Other bad news from Iraq — and it's not easy keeping up — include the assassination of two Sunni members of the constitutional drafting panel and the revelation that the US tampered with the much-lauded "free-and-fair" Iraqi elections (see The New Yorker, July 25, 2005). There are even allegations of ballot stuffing. Once again you have to wonder what the US government means when it says it wants to teach the world democracy. Did anyone caucus the Latin Americans on that?

This is just the latest. It has been a long ugly journey. The road is getting worse, and there's no end in sight. And the worst is that it was all predictable. Not just predictable: predicted. Forecast, even, and with an accuracy weathermen can only envy. Few in the mainstream took any kind of heed at the time. Even fewer take an interest in looking back now. But the information was all there — the assessments of intertribal strife, the seeping religious fundametalism, the predictions of powerplays by factions with ties to Syria and Iran. Some of it came from or own intelligence services. Most if not all of it appeared in readily available English-language media. And if I could read it, then certainly members of Congress and the Administration could read it. Which means that they all could have known. Which means — given who they are, and what they do — that, really, they should have known.

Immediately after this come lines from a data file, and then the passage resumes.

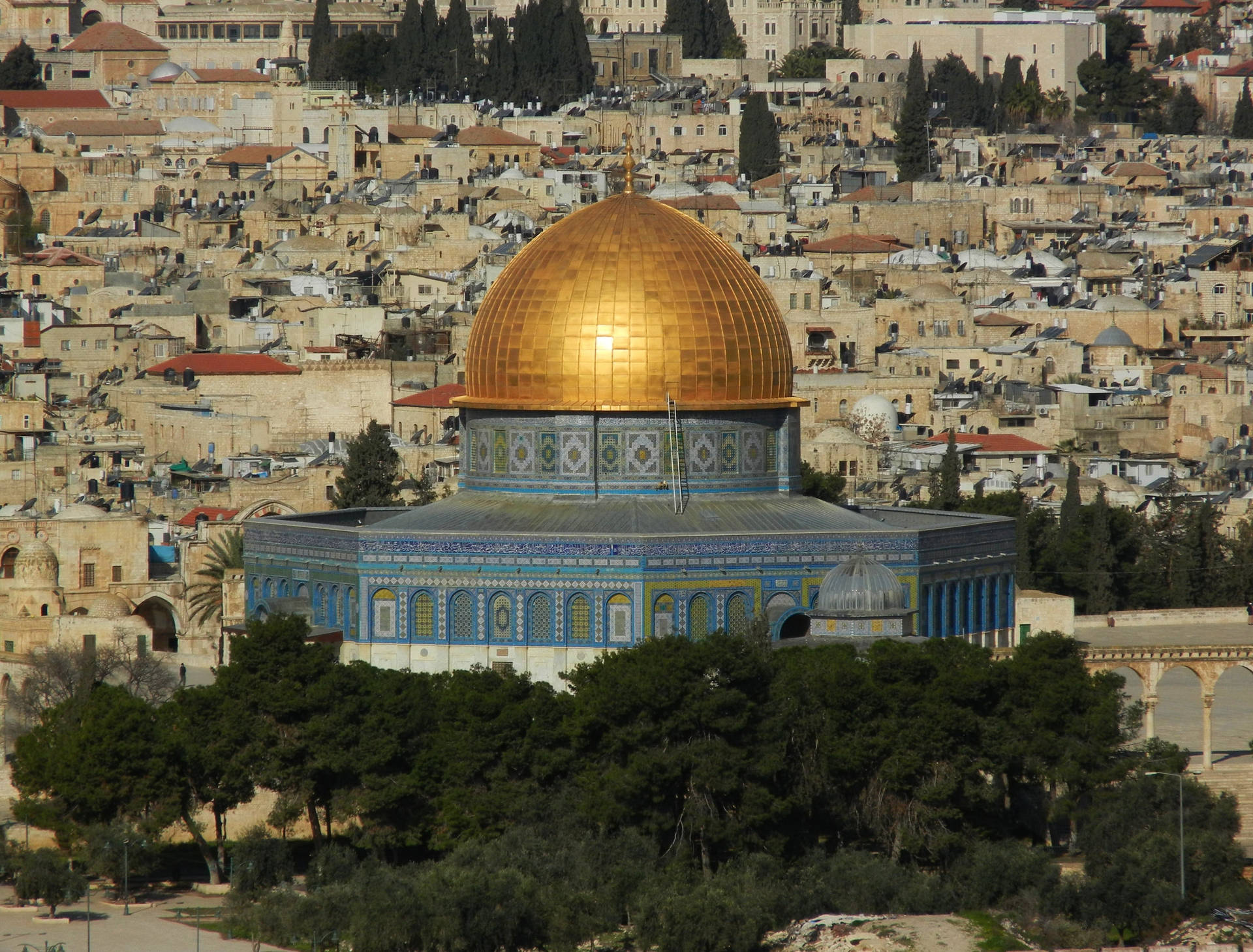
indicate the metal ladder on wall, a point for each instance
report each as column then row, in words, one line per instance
column 678, row 457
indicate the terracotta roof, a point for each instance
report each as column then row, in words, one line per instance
column 59, row 258
column 490, row 136
column 994, row 442
column 705, row 203
column 854, row 245
column 215, row 365
column 434, row 397
column 411, row 132
column 106, row 35
column 213, row 514
column 219, row 76
column 252, row 155
column 104, row 127
column 53, row 99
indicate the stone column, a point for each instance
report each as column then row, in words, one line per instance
column 1207, row 732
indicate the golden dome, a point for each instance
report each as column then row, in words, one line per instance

We can all keep playing silly games over this. We can stick to the slogans, we can scratch our heads earnestly. We can punch the well-we-can't-leave-now-with-the-job-half-done clock a few more times. (Even liberals love to punch this particular clock — it spares them from uttering the dirty "withdrawal" word, which will inevitably lead someone to utter the dirty "wimp" word in response.) We can take the David Brooks-slash-John Tierney route, and frown concernedly while holding fast to our highbrow-homespun optimism, and expressing naive faith in the latest baby step, or report of water being turned back on in some remote village. Go ahead: it's all well and good. Just let the rest of us know what number it will take — how much death and chaos, how many failed policies, how many squandered opportunities, how grim the outlook will have to get — before you start having the honest adult conversation about what a collosal fuck-up this entire enterprise has been. Should we check back next year when the number of Iraqi dead has topped 35,000? The following year, when it's almost 50,000? Will it take 100,000? Half a million? Will another Taliban-style regime have to come to power, perhaps even be elected (though perhaps not altogether legitimately — the Iraqis are being trained by us, after all)? Will it take an Arab civil war, pitting Shiite Iran and the new Shiite Iraq against the rest of the Sunni Muslim Arab world, and possibly against the Kurds as well (though by then they may be too busy waging a quiet war at the Turkish border)? Will we have to start drafting young Americans, driving up the domestic death toll as well, and — in all likelihood, giving the steeply declining stomach shown on the home front for this war — start another bitter civil cold war of our own?

Just let us know what it will take.

Or, on the other hand, we could start having the adult conversation now, and maybe spare everyone some grief.